I will report on my progress as I go along but briefly here’s a list of what’s in and what’s out!

What’s in?

  • Rest
  • Moderation
  • “Pacing”
  • New eating patterns
  • Shorter periods of activity interspersed by regular interludes during the day
  • Conserving energy
  • Drink more water
  • Gentle activity (gardening, walking, golf-3-4 holes to start with and swimming)
  • Asking for help

What’s out?

  • Manic activity
  • Wasting energy
  • Long periods of work with no breaks
  • Demanding physical exercise such as running, aerobics
  • Working long hours/weekends
  • Stress
  • Doing everything myself

Unfortunately, my personality dictates that I naturally follow the “What’s out” list rather than the “What’s in” list and therefore these changes are going to be hard for me to make.

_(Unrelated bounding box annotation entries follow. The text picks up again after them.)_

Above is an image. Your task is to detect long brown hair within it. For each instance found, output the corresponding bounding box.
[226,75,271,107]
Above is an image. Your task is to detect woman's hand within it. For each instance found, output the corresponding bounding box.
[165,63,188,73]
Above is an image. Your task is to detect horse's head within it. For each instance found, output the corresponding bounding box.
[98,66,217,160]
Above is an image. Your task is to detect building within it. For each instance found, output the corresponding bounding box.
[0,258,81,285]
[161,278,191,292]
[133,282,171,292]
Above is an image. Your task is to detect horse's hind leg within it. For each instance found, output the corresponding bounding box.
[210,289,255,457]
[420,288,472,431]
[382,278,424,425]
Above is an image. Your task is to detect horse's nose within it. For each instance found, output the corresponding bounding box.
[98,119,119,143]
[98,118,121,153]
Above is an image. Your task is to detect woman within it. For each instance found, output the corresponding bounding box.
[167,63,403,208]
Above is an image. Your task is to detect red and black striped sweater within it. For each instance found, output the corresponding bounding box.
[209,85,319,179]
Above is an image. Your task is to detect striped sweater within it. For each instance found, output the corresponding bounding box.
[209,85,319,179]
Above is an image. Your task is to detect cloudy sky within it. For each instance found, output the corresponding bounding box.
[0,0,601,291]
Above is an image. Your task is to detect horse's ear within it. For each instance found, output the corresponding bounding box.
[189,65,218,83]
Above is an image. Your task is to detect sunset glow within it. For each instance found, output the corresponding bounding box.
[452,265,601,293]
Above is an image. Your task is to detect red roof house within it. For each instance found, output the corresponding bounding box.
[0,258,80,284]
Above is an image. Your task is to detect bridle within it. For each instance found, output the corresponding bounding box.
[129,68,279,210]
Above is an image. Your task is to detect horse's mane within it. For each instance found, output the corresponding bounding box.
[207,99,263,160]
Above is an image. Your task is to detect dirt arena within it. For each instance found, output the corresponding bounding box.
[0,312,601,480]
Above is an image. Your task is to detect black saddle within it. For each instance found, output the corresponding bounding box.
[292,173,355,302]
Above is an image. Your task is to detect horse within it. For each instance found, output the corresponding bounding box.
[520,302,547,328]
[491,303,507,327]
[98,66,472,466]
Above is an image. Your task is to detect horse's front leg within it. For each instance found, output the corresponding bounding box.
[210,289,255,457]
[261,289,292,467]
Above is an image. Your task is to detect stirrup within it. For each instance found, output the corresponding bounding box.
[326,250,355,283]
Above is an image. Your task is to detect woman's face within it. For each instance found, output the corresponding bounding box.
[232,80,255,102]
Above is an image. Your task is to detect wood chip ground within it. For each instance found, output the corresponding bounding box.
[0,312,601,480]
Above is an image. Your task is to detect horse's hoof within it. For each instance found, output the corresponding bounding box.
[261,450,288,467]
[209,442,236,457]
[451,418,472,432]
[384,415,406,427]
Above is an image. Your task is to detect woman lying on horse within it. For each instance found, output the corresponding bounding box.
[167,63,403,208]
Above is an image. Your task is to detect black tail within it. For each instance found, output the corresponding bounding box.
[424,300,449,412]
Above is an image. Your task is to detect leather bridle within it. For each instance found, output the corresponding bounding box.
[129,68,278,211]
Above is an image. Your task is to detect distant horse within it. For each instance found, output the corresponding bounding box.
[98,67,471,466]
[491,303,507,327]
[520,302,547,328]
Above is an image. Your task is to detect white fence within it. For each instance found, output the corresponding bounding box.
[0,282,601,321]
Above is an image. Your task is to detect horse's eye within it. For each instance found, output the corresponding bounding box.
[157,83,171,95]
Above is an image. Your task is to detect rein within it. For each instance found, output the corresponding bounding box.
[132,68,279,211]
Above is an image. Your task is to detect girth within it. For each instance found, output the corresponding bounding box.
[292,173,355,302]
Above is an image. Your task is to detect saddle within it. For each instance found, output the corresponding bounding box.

Doc Fraser was, in no uncertain terms, adamant that I should want to get better not just in the short-term but in the long-term so that these cycles do not recur and I must put his recommendations into practice if I am to succeed. I took this as a clear warning that unless I take on this challenge and do my best to change the habits of a lifetime my mental and physical health with deteriorate and one day there may not be a way back.

Time to get serious methinks.

Any hints and tips for managing this illness are gratefully received and I will try to reciprocate as and when I get to grips with it myself.

In the meantime, I will continue with my holiday on the very sunny and hot South Coast.